Quellen-Telekommunikationsüberwachung (TKÜ) bzw. Staatstrojaner
Bei der Quellen-TKÜ verschafft sich der Staat Wissen über IT-Sicherheitslücken, die in allen Geräten, die wir alltäglich nutzen, schlummern. So kann über das Internet verschlüsselte Kommunikation unbemerkt „geknackt“ und abgehört bzw. gelesen werden. Noch schwerer wiegt, dass nicht nur Verdächtige, sondern alle betroffen sind: Da die Sicherheitslücken geheim bleiben, können sie nicht behoben werden. Dies ist ein aktiver Angriff auf die innere Sicherheit und die Privatsphäre aller Menschen, denn beide sind in hohem Maße von IT-Sicherheit der genutzten Technik abhängig. Ein Beispiel ist die Malware „wannacry“, die rund um die Welt Infrastruktur lahmlegte und auf einer Sicherheitslücke basierte, die die NSA vorher jahrelang nutzte und geheim hielt. Der Einsatz von Staatstrojanern in jeder Form ist nicht nur rechtsstaatlich bedenklich, sondern schwächt aktiv unsere aller Sicherheit im Alltag.
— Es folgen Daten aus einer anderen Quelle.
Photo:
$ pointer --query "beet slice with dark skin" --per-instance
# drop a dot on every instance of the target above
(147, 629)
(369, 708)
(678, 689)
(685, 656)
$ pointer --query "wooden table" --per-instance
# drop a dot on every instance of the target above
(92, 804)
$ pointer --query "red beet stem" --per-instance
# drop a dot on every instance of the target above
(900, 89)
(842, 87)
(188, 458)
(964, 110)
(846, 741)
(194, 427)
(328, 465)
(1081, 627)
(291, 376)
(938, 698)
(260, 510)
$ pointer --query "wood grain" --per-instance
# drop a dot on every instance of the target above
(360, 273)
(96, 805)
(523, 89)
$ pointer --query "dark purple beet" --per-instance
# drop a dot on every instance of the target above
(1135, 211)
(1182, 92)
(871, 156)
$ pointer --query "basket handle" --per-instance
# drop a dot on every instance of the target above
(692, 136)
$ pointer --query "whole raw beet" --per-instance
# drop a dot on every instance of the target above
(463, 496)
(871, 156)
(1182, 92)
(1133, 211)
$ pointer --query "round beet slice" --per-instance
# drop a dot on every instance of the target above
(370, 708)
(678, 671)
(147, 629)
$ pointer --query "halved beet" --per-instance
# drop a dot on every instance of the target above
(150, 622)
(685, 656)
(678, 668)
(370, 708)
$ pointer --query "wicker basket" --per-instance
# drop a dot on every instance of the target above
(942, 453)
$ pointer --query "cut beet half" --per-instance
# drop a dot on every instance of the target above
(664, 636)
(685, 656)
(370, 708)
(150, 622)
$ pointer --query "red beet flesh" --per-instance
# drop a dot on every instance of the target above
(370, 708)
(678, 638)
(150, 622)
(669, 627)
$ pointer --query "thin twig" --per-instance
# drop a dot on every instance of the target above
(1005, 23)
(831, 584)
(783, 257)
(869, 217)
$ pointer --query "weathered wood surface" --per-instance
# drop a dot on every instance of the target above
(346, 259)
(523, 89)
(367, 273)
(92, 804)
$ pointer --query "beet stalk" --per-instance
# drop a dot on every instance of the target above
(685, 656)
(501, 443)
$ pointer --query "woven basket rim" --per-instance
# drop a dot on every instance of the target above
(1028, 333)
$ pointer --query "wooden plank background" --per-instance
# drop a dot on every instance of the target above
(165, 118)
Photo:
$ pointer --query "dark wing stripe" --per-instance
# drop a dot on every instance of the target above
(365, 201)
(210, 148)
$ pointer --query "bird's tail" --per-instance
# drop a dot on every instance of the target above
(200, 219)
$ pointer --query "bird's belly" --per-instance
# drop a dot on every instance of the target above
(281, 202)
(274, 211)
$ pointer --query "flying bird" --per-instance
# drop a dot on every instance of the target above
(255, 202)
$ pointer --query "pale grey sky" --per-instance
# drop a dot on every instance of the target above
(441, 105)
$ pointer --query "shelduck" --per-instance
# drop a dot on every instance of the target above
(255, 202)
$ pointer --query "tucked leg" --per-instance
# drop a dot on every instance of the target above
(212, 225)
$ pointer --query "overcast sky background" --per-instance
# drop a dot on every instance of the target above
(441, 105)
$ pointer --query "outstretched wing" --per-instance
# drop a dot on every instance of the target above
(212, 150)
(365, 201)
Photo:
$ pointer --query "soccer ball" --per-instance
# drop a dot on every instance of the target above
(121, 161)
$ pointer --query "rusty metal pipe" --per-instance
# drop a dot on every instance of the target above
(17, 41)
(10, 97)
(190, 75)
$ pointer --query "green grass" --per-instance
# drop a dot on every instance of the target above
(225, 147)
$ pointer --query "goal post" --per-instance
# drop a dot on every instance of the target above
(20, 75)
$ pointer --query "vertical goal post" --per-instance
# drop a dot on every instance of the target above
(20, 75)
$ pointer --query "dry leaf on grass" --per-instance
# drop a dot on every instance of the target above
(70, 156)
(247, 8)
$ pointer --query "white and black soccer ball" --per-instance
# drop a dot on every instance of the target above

Aufenthaltsgebote – Angriff auf die politische Teilhabe
Mit Aufenthaltsgeboten – im Gesetz als Meldeauflagen bezeichnet – kann die Polizei bestimmen, wo sich bestimmte Personen aufhalten müssen und wo sie sich nicht aufhalten dürfen. Zwar soll das nur für bestimmte Personengruppen gelten, die Definitionen sind aber sehr unklar. Dabei geht es nicht um die Abwehr von Gefahren für Leib und Leben. Das lässt befürchten, dass allein ein unbestimmter Verdacht, z.B. auf eine Teilnahme an einer Sitzblockade, die Polizei dazu nutzen kann, Menschen die Teilnahme an einer Demo durch ein Aufenthaltsgebot zu verunmöglichen. Dass die Gesetzesbegründung diese Maßnahmen als geringe Grundrechtseinschränkung bezeichnet, ist ein besorgniserregender Hinweis für die zukünftige Anwendungspraxis. Bewegungsfreiheit und politische Teilhabe sind Grundpfeiler einer demokratischen Gesellschaft und dürfen nicht leichtfertig eingeschränkt werden!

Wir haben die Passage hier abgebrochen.